Frühstück am Montagmorgen. LadyGaga fragt unvermittelt:

„Mami, weisst Du noch, als Du Dein Baby verloren hast und wir Dich im Spital besucht haben?“ Ja, ich weiss es noch. 😞
— Mama on the rocks (@MamaOTR) 11. August 2014

2012 war ich zweimal schwanger und habe beide Babys verloren. Das erste im März. Ich war in der 6. oder 7. Woche und hatte gerade erst festgestellt, dass ich schwanger war. Ich hatte eine höllische, eitrige Stirnhöhlenentzündung und musste aufgrund der frühen Schwangerschaft zur Sicherheit deswegen hospitalisiert werden. Ich verlor den Fötus eine Woche darauf. Ich hatte mich aber noch gar nicht über die Schwangerschaft freuen können, da meine mörderischen Kopfschmerzen alle Aufmerksamkeit verlangten. Es war OK so, wie es war.

Bereits im Juni 2012 wurde ich wieder schwanger. Die Freude war riesig, wir erzählten es gleich der Familie. Der erste Besuch beim Frauenarzt – alles wunderbar. Wir begannen zu planen. Ich bin überzeugt, dass es ein Mädchen war. Sie hatte bereits einen Namen. Am Ende des dritten Monats dann der nächste Kontrolltermin beim Arzt. Ich lag auf dem Stuhl und plauderte fröhlich. Viel zu spät realisierte ich, dass der Arzt viel zu lange brauchte mit dem Ultraschall. Und auch ganz still war. Er suchte etwas. «Frau X, ich…. Es tut mir leid, aber ich kann keinen Herzschlag mehr erkennen.»

Um mich herum drehte sich alles. Tränen liefen mir die Wangen hinab, doch ich blieb stumm. Der Arzt sprach von Operation und Ausschabung, dass es zu gefährlich wäre, den abgestorbenen Fötus im Uterus zu belassen. MEIN BABY! Wie in Trance machte ich einen Termin ab. Mein Arzt tröstete mich, die MPA tröstete mich. Ich stieg ins Auto und fuhr mit einem Tränenfilm vor den Augen nachhause. Wo ich einen Totalzusammenbruch hatte.
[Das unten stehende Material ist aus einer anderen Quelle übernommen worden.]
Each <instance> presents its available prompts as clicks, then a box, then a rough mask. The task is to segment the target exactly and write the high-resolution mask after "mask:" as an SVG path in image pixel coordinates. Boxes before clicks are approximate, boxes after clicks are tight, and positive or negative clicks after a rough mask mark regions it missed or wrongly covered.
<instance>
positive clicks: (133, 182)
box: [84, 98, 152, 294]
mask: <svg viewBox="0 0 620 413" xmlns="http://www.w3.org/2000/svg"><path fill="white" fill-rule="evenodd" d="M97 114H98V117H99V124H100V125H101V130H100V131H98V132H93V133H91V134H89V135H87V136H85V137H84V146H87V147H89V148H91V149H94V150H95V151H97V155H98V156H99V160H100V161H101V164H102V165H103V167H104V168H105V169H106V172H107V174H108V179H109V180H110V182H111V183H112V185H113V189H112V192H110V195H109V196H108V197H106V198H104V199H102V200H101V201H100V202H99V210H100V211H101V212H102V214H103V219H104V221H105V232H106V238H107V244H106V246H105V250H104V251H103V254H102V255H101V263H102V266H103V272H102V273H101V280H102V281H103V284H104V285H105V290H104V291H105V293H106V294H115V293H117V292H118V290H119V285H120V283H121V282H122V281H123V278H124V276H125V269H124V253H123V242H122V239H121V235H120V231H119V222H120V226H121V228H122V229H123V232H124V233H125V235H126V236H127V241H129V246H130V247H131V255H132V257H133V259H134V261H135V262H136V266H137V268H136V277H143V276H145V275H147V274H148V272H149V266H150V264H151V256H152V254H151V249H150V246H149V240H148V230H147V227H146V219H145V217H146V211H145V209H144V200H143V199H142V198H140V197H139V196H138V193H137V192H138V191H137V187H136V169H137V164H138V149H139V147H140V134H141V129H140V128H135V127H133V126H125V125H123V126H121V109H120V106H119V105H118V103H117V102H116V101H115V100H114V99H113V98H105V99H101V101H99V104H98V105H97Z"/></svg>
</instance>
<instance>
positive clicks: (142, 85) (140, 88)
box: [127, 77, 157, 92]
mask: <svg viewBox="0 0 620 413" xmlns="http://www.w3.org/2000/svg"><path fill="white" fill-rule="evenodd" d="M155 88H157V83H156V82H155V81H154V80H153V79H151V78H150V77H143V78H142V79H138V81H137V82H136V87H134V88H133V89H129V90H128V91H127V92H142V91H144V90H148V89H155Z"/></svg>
©Malgorzata Kistryn - Fotolia.com
©Malgorzata Kistryn – Fotolia.com

Es ging alles ganz schnell, die Ausschabung erfolgte am 18. August 2012. Ich hatte zu dem Zeitpunkt bereits 24 Stunden durchgeheult. LadyGaga war bei meinem Bruder und seiner Familie untergebracht. Sie besuchten mich auf meinen Wunsch nach der OP, wobei meine Tochter damals nicht wusste, weshalb ich in der Klinik war. Ich habe ihr das erst nach Copperfields Geburt erzählt. Sie hatte Angst, als sie das Zimmer betrat. Ich lag blass und sichtlich verheult im Bett, mit einer Infusion im Arm. Das gefiel ihr nicht. Nach einer Viertelstunde waren sie wieder weg und ich konnte weiter heulen. Mein Mann blieb die ganze Zeit bei mir. Aber es war wichtig für mich, meine Tochter zu sehen.

Gab es einen Grund?

Ich wollte unbedingt wissen, WARUM ich mein Baby verloren hatte. War es meine Schuld? Eine Woche vor dem Arzttermin war ich alleine in einem Wellnessbad gewesen, um es mir «gut gehen zu lassen». Ich war im Whirlpool. Ich hatte eine (leichte!) Rückenmassage. Was das der Auslöser? Das quält mich noch heute. Der Arzt meinte, ich könne nichts dafür, manche Babys bleiben einfach nicht, ohne unser Zutun. Noch auf der Intensivstation nach dem Aufwachen aus der Narkose sagte er mir, manchmal hätte der liebe Gott einfach einen anderen Plan, und es wäre vielleicht besser für uns, dass die Natur für uns entschieden hat. Das Baby wäre sonst vermutlich behindert gewesen. Das hat mit sehr geholfen, es zu akzeptieren.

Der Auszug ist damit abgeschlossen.